Bianco e nero ideologico
Tutto è cominciato nel lontano 1986 con l’omonimo corto interpretato da Benigni e Steven Wright, proseguito nel 1993 con Coffee and cigarettes-somewhere in California (con Tom Waits e Iggy Pop) vincitore a Cannes della Palma d’oro per il miglior cortometraggio e concluso (per ora) con i recenti episodi con Cate Blanchett e Alfred Molina. Più che di un cast Jarmusch si è avvalso di un gruppo di amici nonché artisti che con autoironia hanno giocato con i propri difetti. Un Benigni surreale che tiene in una mano tremante l’ennesimo espresso, Iggy Pop e Tom Waits ex fumatori che si concedono un ultima sigaretta, una schizofrenica Cate Blanchett che si sdoppia in sua cugina, Bill “Fotti fantasmi” Murray drogato di caffè e cameriere in incognito, … Tutti a dissertare sui temi più disparati, dal complotto sulla morte di Elvis, ai ghiaccioli al caffè, alla Parigi di inizio secolo fino all’utilizzo della nicotina come insetticida. Argomenti slegati in apparenza ma disseminati nella sceneggiatura di richiami e citazioni tra cui il tormentone delle invenzioni di Nicolas Tesla, scienziato autore di invenzioni pulite e innovative come sottolinea il regista. Con riferimento ai dialoghi occorre evidenziare l’assurdità di doppiare un’opera del genere in cui il fascino delle immagini è imprescindibile dal linguaggio e dalla sua tonalità. Eclettica la colonna sonora in cui si alternano musica strumentale, jazz e anni 60.
Linguaggio visivo
«Design minimalista e un unico tema visivo» che mira, attraverso una ripetizione che diventa stile, a trasmettere l’essenziale attraverso inquadrature fisse sugli attori e riprese dall’alto dei tavolini dove giacciono sparse tazze traboccanti caffè nero e portacenere colmi di mozziconi. Affascinato dalla qualità luminosa del bianco e nero, Jarmusch staglia le sue figure come ombre sulle pareti dei bar bilanciando la potenziale freddezza delle immagini con l’onnipresente alone di fumo che avvolge la scena e con il tono intimo delle conversazioni. «Un sogno in bianco e nero realizzato in 18 anni» un film privato girato in un’atmosfera rilassata e poetica in cui la scelta estetica e quasi ideologica della pellicola priva di colore è presente negli ingredienti (caffè e sigarette), nella scenografia (tavolini a scacchi, pavimenti, etc.) ma anche nell’accostamento degli interpreti che impersonano camerieri bianchi che servono clienti neri o viceversa.
Autori e artigiani
Il regista venuto dall’Ohio non vuol sentir parlare di cinema indipendente, un aggettivo che «sta diventando un marchio come tanti, svuotato spesso di contenuti e di idee», e contesta la concezione autoriale del cinema ritenendolo un’esperienza collettiva di artigiani che a volte riescono a raggiungere l’arte. In un momento politico-sociale in cui una Hollywood priva di memoria, con buona pace di Bogart & Co. , permette di fumare solo a tossicomani, banditi e prostitute, ci gustiamo questa piccola opera scorretta, senza rabbia, impertinente ma delicata, perché Jarmusch come sempre non giudica, «si limita» a mettere in scena.

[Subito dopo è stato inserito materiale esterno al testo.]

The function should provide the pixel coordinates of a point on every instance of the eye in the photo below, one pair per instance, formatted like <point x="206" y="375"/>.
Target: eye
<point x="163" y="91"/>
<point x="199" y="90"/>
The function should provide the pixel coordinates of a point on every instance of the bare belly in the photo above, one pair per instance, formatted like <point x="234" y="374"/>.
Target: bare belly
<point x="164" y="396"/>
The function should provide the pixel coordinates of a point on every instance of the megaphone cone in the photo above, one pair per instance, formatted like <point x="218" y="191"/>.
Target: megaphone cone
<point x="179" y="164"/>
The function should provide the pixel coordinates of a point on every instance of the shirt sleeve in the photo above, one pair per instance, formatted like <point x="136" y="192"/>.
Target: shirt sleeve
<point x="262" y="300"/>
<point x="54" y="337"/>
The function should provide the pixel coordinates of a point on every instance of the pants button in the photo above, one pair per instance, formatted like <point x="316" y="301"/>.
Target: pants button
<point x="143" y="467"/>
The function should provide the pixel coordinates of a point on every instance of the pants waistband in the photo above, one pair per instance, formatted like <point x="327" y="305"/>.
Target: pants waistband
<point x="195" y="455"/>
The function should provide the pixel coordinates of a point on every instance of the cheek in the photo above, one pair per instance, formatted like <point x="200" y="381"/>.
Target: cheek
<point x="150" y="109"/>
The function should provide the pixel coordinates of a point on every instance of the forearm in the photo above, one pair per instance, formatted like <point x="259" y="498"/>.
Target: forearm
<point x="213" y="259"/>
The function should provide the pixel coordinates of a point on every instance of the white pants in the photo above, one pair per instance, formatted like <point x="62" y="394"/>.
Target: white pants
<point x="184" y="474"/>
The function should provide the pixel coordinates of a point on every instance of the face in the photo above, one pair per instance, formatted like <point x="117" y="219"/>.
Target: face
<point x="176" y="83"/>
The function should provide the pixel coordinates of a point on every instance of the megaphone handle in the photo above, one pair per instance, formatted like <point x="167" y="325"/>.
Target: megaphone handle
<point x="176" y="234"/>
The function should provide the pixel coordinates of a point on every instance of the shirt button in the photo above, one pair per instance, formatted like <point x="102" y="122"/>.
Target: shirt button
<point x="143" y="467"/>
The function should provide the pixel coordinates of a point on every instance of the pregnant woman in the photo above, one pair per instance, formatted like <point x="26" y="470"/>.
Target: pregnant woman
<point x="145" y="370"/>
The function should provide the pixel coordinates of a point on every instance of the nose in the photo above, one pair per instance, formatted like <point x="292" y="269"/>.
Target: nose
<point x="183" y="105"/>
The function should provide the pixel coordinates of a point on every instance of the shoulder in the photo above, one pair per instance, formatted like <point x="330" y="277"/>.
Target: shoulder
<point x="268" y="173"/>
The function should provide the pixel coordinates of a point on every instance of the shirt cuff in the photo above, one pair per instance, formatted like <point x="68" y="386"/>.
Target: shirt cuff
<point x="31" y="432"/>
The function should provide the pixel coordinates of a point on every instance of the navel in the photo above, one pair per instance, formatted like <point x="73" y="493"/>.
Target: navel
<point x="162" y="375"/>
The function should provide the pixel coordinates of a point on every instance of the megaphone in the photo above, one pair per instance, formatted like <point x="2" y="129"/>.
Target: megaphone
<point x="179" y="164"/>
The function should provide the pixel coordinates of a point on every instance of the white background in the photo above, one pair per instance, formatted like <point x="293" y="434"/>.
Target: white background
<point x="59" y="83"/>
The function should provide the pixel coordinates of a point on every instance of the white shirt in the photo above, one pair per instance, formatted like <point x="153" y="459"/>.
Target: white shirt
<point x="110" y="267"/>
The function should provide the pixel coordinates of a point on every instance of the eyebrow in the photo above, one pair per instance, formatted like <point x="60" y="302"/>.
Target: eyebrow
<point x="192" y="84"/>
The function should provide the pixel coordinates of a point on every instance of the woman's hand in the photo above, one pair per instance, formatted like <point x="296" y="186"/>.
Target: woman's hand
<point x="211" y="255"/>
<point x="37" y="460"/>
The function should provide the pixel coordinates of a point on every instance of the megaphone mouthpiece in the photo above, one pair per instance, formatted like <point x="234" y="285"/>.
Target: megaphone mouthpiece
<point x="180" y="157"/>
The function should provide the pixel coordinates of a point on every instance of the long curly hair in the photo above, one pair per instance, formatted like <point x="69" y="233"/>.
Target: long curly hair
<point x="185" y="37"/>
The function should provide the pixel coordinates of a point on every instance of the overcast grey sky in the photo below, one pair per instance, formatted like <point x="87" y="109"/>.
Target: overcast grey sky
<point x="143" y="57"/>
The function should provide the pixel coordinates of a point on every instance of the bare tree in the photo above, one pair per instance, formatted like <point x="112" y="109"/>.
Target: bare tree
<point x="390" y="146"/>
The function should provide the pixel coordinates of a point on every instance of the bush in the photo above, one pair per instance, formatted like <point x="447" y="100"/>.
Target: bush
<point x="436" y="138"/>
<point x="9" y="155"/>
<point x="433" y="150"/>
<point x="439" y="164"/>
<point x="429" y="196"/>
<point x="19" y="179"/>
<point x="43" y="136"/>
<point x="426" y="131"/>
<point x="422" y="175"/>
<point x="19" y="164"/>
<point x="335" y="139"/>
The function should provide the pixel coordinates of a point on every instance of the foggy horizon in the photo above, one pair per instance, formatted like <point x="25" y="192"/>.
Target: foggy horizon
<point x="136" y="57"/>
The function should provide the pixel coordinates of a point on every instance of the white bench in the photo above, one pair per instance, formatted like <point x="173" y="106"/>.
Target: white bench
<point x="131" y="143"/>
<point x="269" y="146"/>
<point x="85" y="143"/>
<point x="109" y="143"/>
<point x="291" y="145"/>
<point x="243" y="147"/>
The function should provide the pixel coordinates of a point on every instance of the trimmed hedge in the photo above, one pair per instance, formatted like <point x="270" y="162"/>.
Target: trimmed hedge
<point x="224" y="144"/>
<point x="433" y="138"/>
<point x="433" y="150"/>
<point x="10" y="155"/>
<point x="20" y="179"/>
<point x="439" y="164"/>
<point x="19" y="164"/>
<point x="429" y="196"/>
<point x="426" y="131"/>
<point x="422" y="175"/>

Curiosità: Jim Jarmusch nasce ad Akron, Ohio nel 1953, già assistente alla produzione nel film di Wim Wenders Lampi sull’acqua (Nick’s movie, 1980), esordisce nella regia con il lungometraggio Permanent vacation (1982) e nel 1984 con Stranger than paradise vince la Camera d’oro al Festival di Cannes e si rivela alle platee europee. Nel 1986 gira Daunbailò interpretato da Benigni e Tom Waits. Il suo capolavoro è considerato Dead man (1995) con Johnny Depp e Robert Mitchum alla sua ultima apparizione. Tra le altre opere Mistery train (1989) e Ghost dog – Il codice del samurai (2000). L’eclettico autore americano è apparso occasionalmente anche come attore (Blue in the face, 1996, di Wayne Wang). Il film è stato presentato fuori concorso all’ultimo Festival di Venezia.